Galen has been kind enough to permit us to reprint the second of a series of articles that appeared in the KPOA newsletter. Her passion is Historic Flat Rock and she invites all Kenmure residents to become members.

  • Background: The Kenmure Country Club mansion was formerly Glenroy, the home of Dr. Mitchell Campbell King of Charleston, South Carolina.

KCC2.jpg   Beautiful Glenroy, built by Dr. Mitchell King and his wife Elizabeth Middleton, who’s family created Middleton Gardens in Charleston, only became more noticeably lovely with age. Inherited by the King’s daughter, Mrs. Henrietta Bryan, it was eventually sold in 1924 to William Gordon McCabe Sr., direct descendant of George Taylor, a signer of the Declaration of Independence. The estate was still in tact on approximately 1,400 acres with 23 outbuildings, with the exception of Rutledge Cottage, which had been sold.

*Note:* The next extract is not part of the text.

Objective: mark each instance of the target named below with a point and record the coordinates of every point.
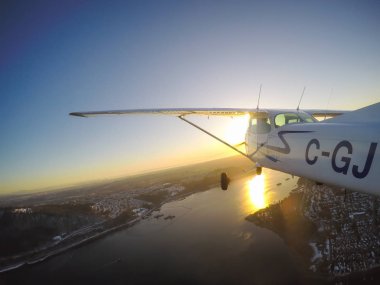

   Mrs. McCabe was an avid gardener and Gordon McCabe loved to farm the estate, keeping a beautiful herd of cattle in the barns and pasture, about where the fitness center is now located, and riding horses on what is now part of the golf course. They changed the name to Kenmure, after Kenmure Castle in Scotland, home of the Gordon Clan. Where the Charleston Room is now, a side porch and circular drive lined with boxwood was added. When walking back into the main house, you can feel the “bump” in the


floor where the porch ended. They also added the beautiful wide front porch that instantly became the most popular place to entertain. When Dr. King built the estate, he brought in English gardeners to plant the bones of the landscaping. Trees were planted in groups to frame mountain views, boxwood gardens were begun, and a gracious flow of plantings installed. The McCabes extended and nourished the gardens, planting dogwood and azalea around a walking path around their spring fed lake. This lake, that we still so admire, became a focal point for Flat Rock’s young people, who came to swim in the cool, clear water with the McCabe children.

   After Gordon McCabe, Sr., Kenmure went to Gordon McCabe Jr., Vice President and director of J.P. Stevens Textile Company. At times we take for granted so many lovely features of the mansion, such as the flying staircase, and the Adam mantles in the Sears dining room and our cocktail lounge. Kenmure was offered to President Eisenhower in 1954 as a retreat. He did not accept because of the inaccessibility of Flat Rock.